Dans les principaux messages adressés, le premier fait état de la détection, avec la logique dite, du “aller vers” pour repérer les fragilités des personnes ou en situation de handicap qui ne sont pas encore identifiées. Démarches à la fois en milieux ruraux mais aussi, et c’est un paradoxe, en zones urbaines où des personnes sont également dans ces cas de détresse. Pour Jérôme Guedj c’est un enjeu capital dans la prévention de la perte d’autonomie, et interroge l’ensemble des acteurs politiques, sociaux et associatifs pour savoir comment mobiliser les actions et synergies dans ce sens. “La clé, c’est le partage et la remontée des informations, comme sur les bénéficiaires de l’APA dont la liste est détenue par les Départements ou bien encore celle en possession des mairies concernant le registre canicule. Aussi j’ai suggéré la création de coopérations locales de Veilles sur l’isolement social des âgés, “VIS”, afin que ces personnes soient rapidement identifiées et servies avec les solutions d’aides des organismes existants.”

Habitation et prévention

Autre point de concordance qui émane de cette table ronde, celui qui concerne pour les personnes isolées et non dépendantes, l’amélioration et l’aménagement de leur demeure. Ou bien, dans le cas de cette impossibilité, accentuer, intensifier, voire inventer des modes d’habitats conviviaux, regroupés, de petites tailles qui correspondent à la demande d’une population dont la situation physique ou psychique ne nécessite pas un placement systématique en EHPAD. Habitat inclusif, colocation avec une personne âgée, accueil familial, autant de solutions contre l’isolement qui demandent aussi, comme l’a souligné Jérôme Guedj, des financements urgents et adaptés pour accompagner les moyens de prévention sur la perte d’autonomie. “Au moment où l’on crée une cinquième branche à la Sécu, il faut tout de suite intégrer cette dimension de prévention, hors pour l’instant cela n’est pas le cas ! Il faut arrêter de se poser des questions et mettre de l’argent sur la prévention ! En France on dépense 25 milliards d’euros pour la prise en charge de la perte d’autonomie liée au grand âge, et on y met à peine 200 millions € pour sa prévention, moins de 1 % ! Ce n’est pas suffisant il faudrait un 4 %, 5 %, 10 %, voir plus ! Et ça c’est une dépense qui génèrerait de l’économie et qui de plus permettrait d’obtenir une qualité de vie pour un nombre croissant de nos concitoyens !”

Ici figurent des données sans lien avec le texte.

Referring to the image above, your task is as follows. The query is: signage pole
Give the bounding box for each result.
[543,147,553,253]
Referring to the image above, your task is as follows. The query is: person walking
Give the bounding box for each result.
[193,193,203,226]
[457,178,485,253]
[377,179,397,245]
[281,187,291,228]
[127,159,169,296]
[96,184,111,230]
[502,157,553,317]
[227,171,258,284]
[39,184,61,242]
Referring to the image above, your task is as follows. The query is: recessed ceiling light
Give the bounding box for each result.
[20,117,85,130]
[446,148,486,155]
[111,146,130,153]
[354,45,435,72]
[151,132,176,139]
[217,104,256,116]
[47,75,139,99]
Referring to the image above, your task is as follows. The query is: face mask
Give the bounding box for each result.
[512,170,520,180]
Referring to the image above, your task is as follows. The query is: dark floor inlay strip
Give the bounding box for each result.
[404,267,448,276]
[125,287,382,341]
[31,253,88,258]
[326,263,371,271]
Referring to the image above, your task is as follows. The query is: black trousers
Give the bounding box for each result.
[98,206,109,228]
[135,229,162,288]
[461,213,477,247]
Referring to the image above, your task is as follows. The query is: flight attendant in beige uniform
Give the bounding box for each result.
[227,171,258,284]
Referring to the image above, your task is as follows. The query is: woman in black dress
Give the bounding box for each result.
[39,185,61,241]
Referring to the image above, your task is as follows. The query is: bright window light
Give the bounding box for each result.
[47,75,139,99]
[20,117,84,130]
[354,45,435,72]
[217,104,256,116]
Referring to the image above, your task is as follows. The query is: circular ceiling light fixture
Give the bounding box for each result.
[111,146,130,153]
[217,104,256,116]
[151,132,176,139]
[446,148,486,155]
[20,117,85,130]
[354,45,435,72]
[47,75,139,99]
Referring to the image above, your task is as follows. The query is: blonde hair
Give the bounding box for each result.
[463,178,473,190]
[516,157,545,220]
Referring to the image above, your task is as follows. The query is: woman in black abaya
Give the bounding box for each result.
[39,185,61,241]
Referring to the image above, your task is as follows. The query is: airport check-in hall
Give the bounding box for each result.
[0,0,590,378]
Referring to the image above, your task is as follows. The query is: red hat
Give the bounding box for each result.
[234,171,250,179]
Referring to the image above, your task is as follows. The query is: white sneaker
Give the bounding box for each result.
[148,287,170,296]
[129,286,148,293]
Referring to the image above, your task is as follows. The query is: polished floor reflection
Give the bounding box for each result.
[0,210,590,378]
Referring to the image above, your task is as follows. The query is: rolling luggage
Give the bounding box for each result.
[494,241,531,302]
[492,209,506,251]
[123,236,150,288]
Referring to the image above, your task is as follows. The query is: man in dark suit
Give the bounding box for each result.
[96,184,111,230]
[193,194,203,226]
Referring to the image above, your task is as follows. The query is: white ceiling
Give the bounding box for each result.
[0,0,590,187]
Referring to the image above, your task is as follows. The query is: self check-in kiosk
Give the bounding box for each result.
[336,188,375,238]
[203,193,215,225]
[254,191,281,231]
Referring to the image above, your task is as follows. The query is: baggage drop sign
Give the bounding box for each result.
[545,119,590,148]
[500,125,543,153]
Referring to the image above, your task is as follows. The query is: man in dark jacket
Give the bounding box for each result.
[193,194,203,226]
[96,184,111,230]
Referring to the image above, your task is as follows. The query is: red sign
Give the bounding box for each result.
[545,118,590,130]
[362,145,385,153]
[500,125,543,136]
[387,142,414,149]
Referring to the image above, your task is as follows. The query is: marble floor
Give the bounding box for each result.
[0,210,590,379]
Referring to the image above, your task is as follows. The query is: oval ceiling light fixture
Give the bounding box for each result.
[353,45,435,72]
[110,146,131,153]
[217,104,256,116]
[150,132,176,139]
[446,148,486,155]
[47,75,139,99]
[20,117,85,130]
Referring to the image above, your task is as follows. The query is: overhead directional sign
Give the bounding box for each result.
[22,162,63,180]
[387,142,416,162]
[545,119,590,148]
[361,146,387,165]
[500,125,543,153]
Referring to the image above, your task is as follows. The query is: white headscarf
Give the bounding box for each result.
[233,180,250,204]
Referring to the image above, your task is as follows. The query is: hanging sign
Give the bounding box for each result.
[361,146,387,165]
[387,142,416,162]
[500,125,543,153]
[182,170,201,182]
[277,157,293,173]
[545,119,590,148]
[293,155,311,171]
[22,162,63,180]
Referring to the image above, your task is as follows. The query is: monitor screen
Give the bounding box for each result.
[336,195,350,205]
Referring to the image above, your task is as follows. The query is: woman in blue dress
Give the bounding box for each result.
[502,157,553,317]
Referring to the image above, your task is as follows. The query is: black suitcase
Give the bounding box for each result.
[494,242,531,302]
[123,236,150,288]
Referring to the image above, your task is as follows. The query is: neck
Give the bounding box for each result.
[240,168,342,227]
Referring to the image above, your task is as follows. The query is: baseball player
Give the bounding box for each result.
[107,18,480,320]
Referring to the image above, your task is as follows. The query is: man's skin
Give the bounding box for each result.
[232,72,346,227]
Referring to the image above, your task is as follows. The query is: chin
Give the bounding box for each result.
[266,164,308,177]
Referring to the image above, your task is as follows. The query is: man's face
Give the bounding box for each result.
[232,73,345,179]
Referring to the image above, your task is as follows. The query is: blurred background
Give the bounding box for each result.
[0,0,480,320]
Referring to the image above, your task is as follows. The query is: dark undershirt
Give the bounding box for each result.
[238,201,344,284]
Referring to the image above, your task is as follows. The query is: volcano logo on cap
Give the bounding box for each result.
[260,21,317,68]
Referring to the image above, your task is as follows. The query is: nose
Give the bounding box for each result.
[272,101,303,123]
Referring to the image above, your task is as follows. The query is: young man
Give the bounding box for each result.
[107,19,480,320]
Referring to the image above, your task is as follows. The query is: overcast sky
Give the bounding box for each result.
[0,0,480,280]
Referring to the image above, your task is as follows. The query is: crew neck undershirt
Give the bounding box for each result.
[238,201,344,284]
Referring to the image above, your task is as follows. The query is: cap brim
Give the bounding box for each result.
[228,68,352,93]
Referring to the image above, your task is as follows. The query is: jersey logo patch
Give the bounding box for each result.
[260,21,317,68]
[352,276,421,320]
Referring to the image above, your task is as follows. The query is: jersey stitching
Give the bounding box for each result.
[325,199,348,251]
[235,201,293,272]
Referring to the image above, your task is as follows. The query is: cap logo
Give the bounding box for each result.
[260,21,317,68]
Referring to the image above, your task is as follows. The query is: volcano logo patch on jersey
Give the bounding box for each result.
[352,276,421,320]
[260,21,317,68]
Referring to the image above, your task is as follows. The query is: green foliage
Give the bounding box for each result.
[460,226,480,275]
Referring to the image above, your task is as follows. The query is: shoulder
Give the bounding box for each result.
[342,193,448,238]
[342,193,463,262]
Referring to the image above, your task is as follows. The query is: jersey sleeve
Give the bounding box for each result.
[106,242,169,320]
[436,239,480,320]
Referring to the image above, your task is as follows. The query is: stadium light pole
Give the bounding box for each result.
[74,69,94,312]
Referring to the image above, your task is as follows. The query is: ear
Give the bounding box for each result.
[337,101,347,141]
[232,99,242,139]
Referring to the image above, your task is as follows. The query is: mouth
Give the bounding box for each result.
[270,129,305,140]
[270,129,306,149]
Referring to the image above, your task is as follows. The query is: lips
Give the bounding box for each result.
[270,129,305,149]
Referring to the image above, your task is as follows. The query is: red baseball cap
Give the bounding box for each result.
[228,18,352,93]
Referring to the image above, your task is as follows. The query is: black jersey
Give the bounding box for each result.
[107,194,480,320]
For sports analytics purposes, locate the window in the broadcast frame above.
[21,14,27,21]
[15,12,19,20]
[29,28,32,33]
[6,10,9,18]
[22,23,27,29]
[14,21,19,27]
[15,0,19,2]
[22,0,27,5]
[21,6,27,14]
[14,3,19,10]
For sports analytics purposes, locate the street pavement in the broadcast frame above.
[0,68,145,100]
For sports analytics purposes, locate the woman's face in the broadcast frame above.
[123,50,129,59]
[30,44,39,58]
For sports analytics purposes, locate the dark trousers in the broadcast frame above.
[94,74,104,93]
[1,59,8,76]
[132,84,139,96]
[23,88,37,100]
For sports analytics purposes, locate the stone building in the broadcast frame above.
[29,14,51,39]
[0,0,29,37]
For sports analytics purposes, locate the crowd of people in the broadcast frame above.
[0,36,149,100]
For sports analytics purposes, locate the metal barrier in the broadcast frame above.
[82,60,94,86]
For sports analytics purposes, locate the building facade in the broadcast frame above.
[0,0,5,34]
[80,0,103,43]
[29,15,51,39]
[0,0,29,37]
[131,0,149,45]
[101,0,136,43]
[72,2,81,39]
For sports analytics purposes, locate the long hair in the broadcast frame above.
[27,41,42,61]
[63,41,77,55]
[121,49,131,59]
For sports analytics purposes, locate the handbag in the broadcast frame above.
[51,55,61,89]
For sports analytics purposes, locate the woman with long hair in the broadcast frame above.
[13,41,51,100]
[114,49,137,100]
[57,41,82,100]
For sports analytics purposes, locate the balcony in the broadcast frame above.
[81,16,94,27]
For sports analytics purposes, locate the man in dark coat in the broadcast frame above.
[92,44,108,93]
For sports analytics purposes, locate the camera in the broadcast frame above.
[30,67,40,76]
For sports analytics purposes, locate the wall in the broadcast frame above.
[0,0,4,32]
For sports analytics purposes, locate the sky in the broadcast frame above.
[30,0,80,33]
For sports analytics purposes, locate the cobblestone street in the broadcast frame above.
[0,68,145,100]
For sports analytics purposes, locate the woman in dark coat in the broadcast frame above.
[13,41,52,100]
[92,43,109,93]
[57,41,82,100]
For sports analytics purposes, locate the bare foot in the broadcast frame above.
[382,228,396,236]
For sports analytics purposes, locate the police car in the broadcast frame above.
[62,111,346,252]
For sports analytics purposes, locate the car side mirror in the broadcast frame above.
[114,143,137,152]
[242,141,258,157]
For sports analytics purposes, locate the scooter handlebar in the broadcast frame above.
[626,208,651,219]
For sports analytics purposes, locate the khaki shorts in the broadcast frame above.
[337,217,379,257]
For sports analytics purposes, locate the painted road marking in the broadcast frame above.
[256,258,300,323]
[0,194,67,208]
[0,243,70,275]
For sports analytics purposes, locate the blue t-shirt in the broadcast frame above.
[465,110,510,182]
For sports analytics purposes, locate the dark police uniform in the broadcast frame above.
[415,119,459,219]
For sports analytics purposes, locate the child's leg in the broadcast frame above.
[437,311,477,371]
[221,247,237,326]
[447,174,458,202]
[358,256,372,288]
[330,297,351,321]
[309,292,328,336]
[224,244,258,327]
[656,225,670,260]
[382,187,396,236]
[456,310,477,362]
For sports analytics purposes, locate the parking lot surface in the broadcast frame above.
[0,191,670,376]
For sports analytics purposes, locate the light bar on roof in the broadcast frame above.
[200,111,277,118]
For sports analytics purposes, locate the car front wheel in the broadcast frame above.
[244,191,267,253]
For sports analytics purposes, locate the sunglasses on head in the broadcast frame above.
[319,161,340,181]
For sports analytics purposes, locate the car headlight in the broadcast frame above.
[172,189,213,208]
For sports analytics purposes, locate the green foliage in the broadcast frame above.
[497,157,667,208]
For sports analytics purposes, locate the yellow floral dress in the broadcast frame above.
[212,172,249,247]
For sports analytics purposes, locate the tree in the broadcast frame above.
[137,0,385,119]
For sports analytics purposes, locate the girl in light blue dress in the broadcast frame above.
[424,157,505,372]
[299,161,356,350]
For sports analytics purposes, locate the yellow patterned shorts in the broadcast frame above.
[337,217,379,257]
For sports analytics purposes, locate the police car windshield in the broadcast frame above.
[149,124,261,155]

Comme l’a rappelé le sénateur des P.-O. Jean Sol, la France compte aujourd’hui 2 millions de personnes âgées de 85 ans et ce chiffre devrait doubler lors des 15 prochaines années. Une première démographique, sans compter celui du nombre à venir de retraités. Face à une telle proportion de la massification du vieillissement, il va bien falloir anticiper, d’où l’importance des prochaines orientations de politiques publiques et / ou privés en matière de préventions sur la perte d’autonomie.